ANKARA: Le président turc Recep Tayyip Erdogan a appelé mercredi à mettre fin à la guerre au Moyen-Orient "avant qu'elle n'embrase complètement la région", lors d'un discours devant son groupe parlementaire.

"Il faut mettre fin à cette guerre avant qu'elle ne s'aggrave et n'embrase complètement la région. Si la diplomatie a une chance, c'est tout à fait possible. Nous poursuivons patiemment nos efforts pour ramener les parties à la table des négociations", a affirmé le chef de l'Etat turc.

"Nous sommes tous conscients que si cette guerre insensée, anarchique et illégale se poursuit, les pertes humaines et matérielles s'aggraveront, et le coût pour l'économie mondiale ne fera que croître", a-t-il ajouté.

"En tant que peuples de la région, nous ne devons pas laisser un conflit dont nous sommes déjà victimes nous infliger de nouvelles souffrances", a-t-il souligné.
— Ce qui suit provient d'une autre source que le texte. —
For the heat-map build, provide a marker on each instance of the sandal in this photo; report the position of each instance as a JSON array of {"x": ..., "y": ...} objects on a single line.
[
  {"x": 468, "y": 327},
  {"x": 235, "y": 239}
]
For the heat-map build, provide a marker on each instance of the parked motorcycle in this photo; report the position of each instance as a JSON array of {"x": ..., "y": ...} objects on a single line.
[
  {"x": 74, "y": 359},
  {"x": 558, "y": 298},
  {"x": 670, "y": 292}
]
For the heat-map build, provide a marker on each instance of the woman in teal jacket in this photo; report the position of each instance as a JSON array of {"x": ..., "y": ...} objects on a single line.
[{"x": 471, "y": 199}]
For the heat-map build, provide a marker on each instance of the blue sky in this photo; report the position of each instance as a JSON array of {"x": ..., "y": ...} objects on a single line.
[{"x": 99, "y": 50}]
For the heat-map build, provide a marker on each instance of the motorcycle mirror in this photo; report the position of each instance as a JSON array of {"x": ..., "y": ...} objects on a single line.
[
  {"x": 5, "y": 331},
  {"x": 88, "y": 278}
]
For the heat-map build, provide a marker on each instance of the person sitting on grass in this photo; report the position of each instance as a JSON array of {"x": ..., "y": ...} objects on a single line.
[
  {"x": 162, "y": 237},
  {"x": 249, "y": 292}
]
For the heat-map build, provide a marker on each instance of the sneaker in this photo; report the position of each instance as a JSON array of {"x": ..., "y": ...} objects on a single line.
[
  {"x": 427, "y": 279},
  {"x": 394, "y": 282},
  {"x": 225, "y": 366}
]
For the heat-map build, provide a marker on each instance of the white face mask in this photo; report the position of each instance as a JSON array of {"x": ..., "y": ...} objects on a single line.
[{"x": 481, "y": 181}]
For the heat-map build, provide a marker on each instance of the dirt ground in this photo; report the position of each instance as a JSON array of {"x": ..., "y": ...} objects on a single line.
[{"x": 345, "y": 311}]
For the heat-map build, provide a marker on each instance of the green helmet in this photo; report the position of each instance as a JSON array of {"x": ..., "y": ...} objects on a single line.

En revanche, lundi, le président turc avait mis en garde l'Iran contre toute "action provocatrice" après l'interception d'un second missile tiré depuis l'Iran dans l'espace aérien turc.

"Malgré nos avertissements clairs, des actions extrêmement inappropriées et provocatrices continuent d'être entreprises, mettant en péril l'amitié de la Turquie" envers l'Iran, avait-il  affirmé.